5階に位置するここは滅多に人が寄り付かない。だから文化祭の喧騒が遠くに聞こえる程度で、ここら一体は静かなものである。
「…何してたんだよ」
慎悟は押し殺したような声で私に問いかけてきた。
何って…見ていたんでしょうが。私の口から説明させたいのかあんたは。
「…あれは上杉が無理やり」
「あんなに密着しておいて?……西園寺さんも誑し込んで…笑さんちょっと節操ないんじゃないのか?」
慎悟のまるで私がビッチであるみたいな口ぶりに、私はイラッとした。
「はぁぁ!? ていうかさぁ、仮に私が誰かと交際したとして? 慎悟になにか関係ある? 慎悟は二階堂に益のある相手ならいいって言っていたよね? 西園寺さんのお家も二階堂家にふさわしい家柄なんだから、お付き合いになっても何の問題もない。なのになんでそうやって文句つけてくるわけ?」
「…文句なんか付けてるつもりはない」
西園寺さんとはお友達だ。決して一線を越えるようなふしだらな間柄ではない。西園寺さんは紳士なのにその言い方はないだろう。失礼過ぎる。
「じゃあなによ。私が上杉に無理やりキスされてたのを慎悟は見てたんでしょ!? 喜んでいるように見えた? 私嫌がっていたんだよ? ファーストキスをあんな奴に奪われて、すっごい傷ついているのになんでそんなひどいこと言うの?」
上杉の唇を出血するほど噛み付いてやったからな! あれを見て私が喜んでいると思うならあんたは感覚がおかしいと思う。
上杉はずっとエリカちゃんを狙っていた。そしてエリカちゃんがいなくなった今、私が憑依した状態のエリカちゃんも結構気に入っている発言をしていた。
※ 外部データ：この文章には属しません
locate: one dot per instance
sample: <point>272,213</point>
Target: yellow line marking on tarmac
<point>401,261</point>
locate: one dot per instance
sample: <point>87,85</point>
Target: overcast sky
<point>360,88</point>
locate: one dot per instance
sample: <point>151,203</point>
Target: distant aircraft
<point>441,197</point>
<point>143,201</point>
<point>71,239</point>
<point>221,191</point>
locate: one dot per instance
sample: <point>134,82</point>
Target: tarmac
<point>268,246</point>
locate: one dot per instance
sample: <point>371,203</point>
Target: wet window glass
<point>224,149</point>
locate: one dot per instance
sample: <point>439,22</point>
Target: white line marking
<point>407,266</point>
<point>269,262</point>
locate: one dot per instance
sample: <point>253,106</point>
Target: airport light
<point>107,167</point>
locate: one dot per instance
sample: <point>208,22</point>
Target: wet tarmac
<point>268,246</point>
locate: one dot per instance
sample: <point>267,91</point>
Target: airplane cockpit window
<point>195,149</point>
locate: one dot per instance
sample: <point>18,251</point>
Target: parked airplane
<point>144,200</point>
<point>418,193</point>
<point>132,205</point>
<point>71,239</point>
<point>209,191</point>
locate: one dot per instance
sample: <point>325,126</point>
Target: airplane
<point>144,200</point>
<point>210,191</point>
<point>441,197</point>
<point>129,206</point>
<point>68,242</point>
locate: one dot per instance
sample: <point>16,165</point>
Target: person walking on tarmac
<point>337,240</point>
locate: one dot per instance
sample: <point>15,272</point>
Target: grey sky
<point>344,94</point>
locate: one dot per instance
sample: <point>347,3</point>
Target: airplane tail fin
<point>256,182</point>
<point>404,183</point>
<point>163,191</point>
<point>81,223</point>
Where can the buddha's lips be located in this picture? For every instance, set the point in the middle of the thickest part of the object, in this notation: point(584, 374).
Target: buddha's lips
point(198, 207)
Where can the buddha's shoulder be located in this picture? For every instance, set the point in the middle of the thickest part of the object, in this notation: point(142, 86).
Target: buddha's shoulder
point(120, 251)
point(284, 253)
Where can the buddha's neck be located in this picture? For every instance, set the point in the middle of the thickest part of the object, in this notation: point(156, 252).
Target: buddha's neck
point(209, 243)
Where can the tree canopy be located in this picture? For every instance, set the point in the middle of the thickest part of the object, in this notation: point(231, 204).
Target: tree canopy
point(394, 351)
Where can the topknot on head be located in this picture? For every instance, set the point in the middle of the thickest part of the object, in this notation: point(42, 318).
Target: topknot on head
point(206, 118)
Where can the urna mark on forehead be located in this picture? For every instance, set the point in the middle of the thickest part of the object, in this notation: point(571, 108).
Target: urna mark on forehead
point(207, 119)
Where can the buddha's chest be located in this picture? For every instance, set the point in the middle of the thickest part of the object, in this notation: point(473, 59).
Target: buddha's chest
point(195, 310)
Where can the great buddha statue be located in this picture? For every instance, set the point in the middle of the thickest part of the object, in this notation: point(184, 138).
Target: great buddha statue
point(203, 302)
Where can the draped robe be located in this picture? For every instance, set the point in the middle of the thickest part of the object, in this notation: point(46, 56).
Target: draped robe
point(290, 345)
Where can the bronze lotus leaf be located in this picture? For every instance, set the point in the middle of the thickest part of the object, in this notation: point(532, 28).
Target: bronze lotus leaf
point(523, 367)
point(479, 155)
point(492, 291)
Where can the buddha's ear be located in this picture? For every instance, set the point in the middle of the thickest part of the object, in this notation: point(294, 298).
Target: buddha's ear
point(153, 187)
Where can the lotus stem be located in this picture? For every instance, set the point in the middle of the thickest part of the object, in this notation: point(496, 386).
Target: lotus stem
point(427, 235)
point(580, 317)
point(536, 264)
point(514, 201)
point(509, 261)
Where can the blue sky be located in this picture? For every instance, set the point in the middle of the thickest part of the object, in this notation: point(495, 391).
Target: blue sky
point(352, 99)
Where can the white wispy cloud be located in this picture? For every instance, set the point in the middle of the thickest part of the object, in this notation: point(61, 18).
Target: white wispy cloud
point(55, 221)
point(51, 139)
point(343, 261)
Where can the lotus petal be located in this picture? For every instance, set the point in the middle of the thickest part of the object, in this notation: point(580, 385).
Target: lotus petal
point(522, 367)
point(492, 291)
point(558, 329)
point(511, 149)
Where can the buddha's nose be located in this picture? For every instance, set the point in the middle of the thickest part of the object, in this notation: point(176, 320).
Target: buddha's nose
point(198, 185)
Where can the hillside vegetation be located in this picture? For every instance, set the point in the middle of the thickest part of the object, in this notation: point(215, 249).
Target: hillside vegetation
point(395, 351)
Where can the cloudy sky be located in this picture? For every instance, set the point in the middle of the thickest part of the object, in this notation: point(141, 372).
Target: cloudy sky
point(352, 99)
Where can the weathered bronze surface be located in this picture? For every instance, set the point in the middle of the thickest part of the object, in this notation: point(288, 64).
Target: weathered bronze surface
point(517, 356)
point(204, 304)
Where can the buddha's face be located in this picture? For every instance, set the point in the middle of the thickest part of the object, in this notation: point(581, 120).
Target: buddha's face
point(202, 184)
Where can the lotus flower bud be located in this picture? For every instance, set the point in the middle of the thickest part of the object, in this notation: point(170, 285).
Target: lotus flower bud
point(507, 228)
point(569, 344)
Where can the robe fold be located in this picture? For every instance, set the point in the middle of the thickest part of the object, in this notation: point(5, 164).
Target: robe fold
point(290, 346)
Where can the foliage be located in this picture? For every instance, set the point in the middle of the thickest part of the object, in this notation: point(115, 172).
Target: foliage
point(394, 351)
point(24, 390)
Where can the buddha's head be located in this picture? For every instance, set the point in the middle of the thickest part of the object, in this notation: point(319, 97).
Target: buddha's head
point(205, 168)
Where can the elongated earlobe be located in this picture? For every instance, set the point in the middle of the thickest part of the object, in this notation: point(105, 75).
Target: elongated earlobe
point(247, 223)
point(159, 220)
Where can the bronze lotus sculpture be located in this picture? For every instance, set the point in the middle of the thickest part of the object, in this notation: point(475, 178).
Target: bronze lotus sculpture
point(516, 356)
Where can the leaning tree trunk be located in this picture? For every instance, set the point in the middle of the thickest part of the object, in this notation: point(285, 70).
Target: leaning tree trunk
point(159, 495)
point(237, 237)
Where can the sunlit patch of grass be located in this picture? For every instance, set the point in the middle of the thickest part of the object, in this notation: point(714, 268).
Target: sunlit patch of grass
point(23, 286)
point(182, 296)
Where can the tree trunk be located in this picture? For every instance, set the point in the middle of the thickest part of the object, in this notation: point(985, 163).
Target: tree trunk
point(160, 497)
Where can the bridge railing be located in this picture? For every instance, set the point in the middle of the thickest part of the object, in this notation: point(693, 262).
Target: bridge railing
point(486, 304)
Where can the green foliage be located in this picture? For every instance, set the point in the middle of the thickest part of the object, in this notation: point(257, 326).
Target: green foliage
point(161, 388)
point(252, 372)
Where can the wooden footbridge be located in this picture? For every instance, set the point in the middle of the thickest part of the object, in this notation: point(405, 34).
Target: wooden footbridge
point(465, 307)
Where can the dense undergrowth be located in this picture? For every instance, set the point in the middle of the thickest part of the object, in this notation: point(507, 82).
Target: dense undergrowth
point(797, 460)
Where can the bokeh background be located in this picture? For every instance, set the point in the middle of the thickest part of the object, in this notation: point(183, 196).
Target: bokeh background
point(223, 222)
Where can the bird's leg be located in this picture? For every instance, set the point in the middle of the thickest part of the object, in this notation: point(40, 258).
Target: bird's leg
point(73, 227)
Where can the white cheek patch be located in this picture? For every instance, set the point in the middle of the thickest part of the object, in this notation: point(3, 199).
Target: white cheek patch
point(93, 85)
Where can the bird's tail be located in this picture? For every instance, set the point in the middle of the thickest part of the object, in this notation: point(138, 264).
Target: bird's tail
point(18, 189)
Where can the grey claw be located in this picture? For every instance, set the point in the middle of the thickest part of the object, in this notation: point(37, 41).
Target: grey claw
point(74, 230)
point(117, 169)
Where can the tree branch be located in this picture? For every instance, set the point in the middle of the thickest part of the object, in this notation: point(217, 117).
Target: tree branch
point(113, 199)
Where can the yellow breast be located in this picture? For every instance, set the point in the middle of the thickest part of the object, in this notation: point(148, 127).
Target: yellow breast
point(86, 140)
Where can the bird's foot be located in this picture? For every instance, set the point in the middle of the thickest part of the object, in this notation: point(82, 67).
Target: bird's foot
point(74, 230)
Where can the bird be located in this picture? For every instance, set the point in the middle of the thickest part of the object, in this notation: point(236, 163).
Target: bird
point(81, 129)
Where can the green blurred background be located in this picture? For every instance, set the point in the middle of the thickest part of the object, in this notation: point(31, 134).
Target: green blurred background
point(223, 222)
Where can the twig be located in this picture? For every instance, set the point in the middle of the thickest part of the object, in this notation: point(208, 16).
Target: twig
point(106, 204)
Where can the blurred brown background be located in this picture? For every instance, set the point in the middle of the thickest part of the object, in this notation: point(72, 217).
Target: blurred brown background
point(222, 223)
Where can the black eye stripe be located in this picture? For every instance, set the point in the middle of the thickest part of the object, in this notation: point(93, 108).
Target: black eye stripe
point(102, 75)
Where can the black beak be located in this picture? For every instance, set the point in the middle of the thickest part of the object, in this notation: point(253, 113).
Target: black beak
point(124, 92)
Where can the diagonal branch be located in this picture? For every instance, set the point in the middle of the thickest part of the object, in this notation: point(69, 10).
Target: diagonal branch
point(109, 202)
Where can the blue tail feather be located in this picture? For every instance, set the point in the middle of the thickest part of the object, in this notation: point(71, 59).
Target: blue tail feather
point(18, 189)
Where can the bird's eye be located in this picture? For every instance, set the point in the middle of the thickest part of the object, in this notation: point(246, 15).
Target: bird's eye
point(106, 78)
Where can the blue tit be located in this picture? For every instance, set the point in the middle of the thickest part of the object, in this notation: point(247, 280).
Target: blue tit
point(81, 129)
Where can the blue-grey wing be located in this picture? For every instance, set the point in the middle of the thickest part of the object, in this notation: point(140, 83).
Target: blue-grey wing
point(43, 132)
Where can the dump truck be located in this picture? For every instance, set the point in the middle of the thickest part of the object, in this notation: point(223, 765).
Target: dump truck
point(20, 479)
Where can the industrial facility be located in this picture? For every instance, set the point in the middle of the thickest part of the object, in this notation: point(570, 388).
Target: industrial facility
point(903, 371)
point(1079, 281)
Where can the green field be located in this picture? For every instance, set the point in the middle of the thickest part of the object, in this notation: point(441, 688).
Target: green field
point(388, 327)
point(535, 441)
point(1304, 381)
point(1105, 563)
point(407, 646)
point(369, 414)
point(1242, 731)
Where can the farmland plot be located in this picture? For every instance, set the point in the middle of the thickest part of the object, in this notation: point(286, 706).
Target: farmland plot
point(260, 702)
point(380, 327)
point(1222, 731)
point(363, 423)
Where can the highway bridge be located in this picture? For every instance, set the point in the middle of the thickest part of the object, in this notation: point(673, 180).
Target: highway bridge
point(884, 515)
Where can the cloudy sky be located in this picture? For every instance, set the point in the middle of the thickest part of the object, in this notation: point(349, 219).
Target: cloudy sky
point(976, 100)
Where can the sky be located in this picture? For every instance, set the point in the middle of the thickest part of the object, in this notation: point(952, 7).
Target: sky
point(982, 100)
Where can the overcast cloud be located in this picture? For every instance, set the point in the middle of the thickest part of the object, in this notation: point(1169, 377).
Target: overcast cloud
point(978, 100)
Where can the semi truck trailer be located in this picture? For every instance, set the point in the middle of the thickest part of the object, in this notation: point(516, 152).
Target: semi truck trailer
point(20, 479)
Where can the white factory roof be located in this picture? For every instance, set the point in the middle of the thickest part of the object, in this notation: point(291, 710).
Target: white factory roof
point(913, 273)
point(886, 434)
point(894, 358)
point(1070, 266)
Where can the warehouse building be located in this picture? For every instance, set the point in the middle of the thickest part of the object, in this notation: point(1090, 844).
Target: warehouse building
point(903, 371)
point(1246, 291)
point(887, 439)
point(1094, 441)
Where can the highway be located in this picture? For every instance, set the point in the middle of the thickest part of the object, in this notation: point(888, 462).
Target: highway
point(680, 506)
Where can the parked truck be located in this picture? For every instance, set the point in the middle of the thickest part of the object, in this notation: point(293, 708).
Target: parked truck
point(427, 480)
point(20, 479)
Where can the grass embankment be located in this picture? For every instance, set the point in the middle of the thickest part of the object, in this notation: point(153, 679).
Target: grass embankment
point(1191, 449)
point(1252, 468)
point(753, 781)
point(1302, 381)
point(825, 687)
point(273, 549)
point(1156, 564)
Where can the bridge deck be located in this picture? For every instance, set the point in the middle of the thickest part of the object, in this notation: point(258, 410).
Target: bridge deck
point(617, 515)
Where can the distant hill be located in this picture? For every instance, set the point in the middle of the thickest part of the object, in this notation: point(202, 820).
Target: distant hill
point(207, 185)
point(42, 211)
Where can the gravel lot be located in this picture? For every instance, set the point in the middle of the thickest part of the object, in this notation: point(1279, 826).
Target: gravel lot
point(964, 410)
それで西園寺さんと一緒にいる私のことを見かけた…それで…お見合い相手だと言った途端豹変したんだ。
え…それって嫉妬?
イマイチ、上杉のエリカちゃんに対する感情の形がわからない。好きなのか、人形が欲しい意味の所有欲なのか…好きとは違う気がするんだよなぁ…
「…本当にあんたにはイライラさせられる」
苛ついた様子で投げかけられた慎悟のその言葉に、考え事をしていた私は凍りついたのであった。